A 59 year old engineer presented with a 3 months history of intermittent low back pain complicated by a sudden onset of left sided sciatica. He developed rapidly progressive bilateral leg weakness which began in the right leg then affected the left. Paraesthesia of the left calf, leg and dorsum of the foot was reported. Of note he reported no urinary or bowel problems. There was no history of trauma and he was systemically well with no significant past medical history.
On examination he was normotensive and apyrexial. Examination of the lumbar spine revealed no midline or paraspinal tenderness. Straight Leg Raise (SLR) was to 80 degrees bilaterally. He had Medical Research Council (MRC) grade 4 muscle strength for left knee flexion and grade 2 muscle strength for ankle dorsiflexion bilaterally. He had bilateral absent ankle jerks with normal knee jerks. Perianal sensation and tone were normal.
His White Cell Count (WCC) was elevated at 15.8 x 10 9 and his C Reactive Protein (CRP) was 166 mg/L .Other routine blood tests were unremarkable. Radiographs of the lumbar spine only showed some early degenerative changes.
Pain progressed over the following twenty four hours and power in both feet weakened to grade 1. An urgent Magnetic Resonance Imaging (MRI) scan of the lumbar spine revealed a massive disc prolapse at L4/5 with almost complete obstruction of the spinal canal. He was taken to theatre and underwent a lumbar discectomy and transforaminal lumbar interbody fusion of L4 to L5. Post operatively his neurology has improved and at one month post surgery he had grade 3 motor strength of ankle dorsiflexion and at 6 months of physiotherapy it improved to grade 4.
Cauda equina syndrome secondary to lumbar disc herniation has a rare incidence. Typical clinical features include altered perianal sensation and bladder or bowel dysfunction (4) .Bilateral leg symptoms are reported to be suggestive of an impending cauda equine syndrome. Onset usually occurs gradually on a background degenerative disc disease. Occasionally, the syndrome may be restricted to one side and is termed hemi-cauda equina syndrome (7).

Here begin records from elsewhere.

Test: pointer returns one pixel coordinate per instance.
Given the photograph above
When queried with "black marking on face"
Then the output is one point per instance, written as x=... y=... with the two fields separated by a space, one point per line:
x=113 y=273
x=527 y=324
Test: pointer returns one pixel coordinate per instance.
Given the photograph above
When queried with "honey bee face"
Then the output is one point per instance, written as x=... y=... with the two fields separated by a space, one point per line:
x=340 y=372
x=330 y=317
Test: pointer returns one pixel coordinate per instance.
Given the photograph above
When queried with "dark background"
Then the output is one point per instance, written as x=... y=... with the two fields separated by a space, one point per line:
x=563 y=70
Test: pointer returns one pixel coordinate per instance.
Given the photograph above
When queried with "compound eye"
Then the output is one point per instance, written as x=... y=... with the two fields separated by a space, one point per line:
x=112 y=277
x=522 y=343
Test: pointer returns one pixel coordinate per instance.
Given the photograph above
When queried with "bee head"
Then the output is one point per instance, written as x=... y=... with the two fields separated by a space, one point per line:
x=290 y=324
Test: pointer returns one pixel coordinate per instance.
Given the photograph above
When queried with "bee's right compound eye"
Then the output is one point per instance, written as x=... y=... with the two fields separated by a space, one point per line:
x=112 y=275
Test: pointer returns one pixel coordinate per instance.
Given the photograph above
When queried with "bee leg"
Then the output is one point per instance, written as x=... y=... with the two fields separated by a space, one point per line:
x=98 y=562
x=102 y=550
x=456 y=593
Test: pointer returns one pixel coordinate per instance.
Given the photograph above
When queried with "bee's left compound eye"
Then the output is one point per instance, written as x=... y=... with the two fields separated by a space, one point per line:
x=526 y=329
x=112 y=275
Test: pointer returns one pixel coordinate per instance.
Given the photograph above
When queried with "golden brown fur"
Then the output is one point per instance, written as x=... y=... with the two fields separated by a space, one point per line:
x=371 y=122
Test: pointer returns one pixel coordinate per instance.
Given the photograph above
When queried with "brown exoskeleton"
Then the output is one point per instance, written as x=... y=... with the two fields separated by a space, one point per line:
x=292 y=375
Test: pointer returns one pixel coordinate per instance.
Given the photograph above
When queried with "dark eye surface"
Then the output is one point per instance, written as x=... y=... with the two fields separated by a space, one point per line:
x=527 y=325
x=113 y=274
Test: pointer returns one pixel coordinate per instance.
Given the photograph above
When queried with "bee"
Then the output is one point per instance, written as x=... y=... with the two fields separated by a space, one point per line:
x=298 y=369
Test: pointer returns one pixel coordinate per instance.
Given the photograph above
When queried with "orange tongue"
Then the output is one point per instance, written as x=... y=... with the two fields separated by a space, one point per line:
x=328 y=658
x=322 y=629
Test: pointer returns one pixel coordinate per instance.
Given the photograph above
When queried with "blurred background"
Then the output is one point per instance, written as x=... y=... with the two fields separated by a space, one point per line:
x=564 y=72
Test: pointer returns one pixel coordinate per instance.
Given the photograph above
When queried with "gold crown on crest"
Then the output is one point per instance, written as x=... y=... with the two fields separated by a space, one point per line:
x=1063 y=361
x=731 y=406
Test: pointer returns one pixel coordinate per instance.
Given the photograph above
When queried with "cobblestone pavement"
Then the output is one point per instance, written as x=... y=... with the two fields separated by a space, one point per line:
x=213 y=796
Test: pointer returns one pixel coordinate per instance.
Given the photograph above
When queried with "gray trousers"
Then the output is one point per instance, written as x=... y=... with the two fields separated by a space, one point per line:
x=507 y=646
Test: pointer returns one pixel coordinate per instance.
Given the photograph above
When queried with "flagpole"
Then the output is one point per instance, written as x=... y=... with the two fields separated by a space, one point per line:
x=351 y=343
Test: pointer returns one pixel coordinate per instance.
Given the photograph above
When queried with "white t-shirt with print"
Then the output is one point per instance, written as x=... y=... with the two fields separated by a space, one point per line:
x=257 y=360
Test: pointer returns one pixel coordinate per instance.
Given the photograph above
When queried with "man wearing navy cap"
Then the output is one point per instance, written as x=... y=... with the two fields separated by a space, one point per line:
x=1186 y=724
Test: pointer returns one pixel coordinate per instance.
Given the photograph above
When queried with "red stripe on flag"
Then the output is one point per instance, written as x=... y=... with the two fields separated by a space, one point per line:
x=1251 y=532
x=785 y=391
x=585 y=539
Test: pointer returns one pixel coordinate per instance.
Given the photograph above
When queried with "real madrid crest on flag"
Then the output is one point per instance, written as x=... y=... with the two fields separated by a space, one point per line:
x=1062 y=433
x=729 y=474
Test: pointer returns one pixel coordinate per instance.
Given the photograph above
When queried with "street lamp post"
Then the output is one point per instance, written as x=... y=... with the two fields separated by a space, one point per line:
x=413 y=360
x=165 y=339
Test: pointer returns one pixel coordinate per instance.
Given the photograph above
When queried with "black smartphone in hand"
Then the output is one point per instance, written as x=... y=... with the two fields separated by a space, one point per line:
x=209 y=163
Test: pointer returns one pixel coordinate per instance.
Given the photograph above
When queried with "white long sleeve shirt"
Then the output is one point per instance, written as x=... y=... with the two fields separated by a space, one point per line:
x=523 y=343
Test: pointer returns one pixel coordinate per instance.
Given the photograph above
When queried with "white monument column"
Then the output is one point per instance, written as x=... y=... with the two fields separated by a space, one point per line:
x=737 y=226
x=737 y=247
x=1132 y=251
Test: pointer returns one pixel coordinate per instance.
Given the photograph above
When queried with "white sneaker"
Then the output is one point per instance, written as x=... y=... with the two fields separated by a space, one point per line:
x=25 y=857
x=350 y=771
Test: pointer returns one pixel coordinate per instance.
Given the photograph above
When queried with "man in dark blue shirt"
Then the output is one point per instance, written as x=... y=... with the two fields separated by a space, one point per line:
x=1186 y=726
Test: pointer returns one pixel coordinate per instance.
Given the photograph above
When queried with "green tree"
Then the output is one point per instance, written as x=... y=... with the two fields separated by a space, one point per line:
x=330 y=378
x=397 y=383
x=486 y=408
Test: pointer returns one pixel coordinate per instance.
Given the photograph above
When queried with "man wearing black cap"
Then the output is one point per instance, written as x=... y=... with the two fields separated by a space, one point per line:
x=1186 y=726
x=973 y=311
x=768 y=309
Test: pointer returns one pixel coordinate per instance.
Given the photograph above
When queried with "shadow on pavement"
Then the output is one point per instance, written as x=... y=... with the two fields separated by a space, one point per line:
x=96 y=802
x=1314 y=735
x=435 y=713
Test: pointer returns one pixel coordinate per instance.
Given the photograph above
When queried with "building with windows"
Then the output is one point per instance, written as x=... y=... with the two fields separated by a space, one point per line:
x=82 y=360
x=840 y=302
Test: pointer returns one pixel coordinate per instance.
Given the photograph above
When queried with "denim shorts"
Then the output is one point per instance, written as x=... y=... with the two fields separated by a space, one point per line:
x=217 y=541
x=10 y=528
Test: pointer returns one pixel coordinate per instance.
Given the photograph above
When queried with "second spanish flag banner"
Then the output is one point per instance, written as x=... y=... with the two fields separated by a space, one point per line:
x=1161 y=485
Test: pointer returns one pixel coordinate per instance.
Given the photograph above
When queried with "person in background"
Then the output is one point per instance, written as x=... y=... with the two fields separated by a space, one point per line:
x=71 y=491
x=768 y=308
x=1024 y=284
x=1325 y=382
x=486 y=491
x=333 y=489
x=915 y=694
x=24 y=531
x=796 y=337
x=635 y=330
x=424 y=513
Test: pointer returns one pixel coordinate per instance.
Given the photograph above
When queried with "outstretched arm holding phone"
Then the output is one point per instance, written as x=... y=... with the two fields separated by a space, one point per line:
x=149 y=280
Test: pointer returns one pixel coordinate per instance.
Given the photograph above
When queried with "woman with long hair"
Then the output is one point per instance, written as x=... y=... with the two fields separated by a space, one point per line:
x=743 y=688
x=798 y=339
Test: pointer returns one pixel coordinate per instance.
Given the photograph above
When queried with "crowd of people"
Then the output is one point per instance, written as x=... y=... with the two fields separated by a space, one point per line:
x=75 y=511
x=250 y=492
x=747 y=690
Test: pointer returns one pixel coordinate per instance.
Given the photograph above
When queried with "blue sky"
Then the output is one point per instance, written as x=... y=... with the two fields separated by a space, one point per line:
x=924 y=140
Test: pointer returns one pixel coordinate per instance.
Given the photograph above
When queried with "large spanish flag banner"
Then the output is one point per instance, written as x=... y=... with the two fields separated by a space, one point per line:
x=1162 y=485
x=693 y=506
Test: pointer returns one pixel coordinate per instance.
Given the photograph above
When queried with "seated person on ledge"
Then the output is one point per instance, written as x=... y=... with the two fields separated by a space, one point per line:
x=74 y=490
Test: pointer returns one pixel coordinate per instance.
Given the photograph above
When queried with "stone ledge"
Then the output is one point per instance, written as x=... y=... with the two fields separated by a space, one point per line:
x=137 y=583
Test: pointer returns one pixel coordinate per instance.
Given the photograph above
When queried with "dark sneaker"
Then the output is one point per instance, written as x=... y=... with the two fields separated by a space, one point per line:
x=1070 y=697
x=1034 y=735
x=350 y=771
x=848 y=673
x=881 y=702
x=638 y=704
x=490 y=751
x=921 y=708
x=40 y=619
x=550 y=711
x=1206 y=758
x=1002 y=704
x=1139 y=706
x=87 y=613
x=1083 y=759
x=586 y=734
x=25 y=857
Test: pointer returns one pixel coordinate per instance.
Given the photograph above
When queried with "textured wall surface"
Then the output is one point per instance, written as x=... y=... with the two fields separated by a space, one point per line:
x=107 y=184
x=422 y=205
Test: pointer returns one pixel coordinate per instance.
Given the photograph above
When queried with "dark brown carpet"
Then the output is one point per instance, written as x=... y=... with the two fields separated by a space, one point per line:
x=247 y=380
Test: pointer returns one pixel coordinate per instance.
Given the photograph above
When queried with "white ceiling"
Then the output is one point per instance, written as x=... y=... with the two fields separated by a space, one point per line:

Bilateral foot drop is a rare condition, and has been reported as the presenting feature in lumbar canal stenosis (8). Other reported aetiologies include Churg - Strauss syndrome(9) which is a also known as allergic granulomatosis, is a medium and small vessel autoimmune vasculitis, leading to necrosis, hypothyroid myopathy(10), concomitant HIV type 1 and human T-cell leukaemia virus type 1 infection (11), Crohn's disease (12) post electroconvulsive therapy (13) and anorexia nervosa (14). Bilateral foot drop may be a presenting feature of other neurosurgical remediable lesions, such as a parafalcine mass lesion (15).
Acute foot drop is rare and acute bilateral foot drop due to lumbar disc prolapse has not been previously reported in the literature. In a case series by Chang et al (6) one patient had a unilateral foot drop but there were no reported bilateral symptoms. Our patient is making a good recovery following surgery and it is well recognised that emergency surgery is associated with a better outcome in patients with true cauda equina.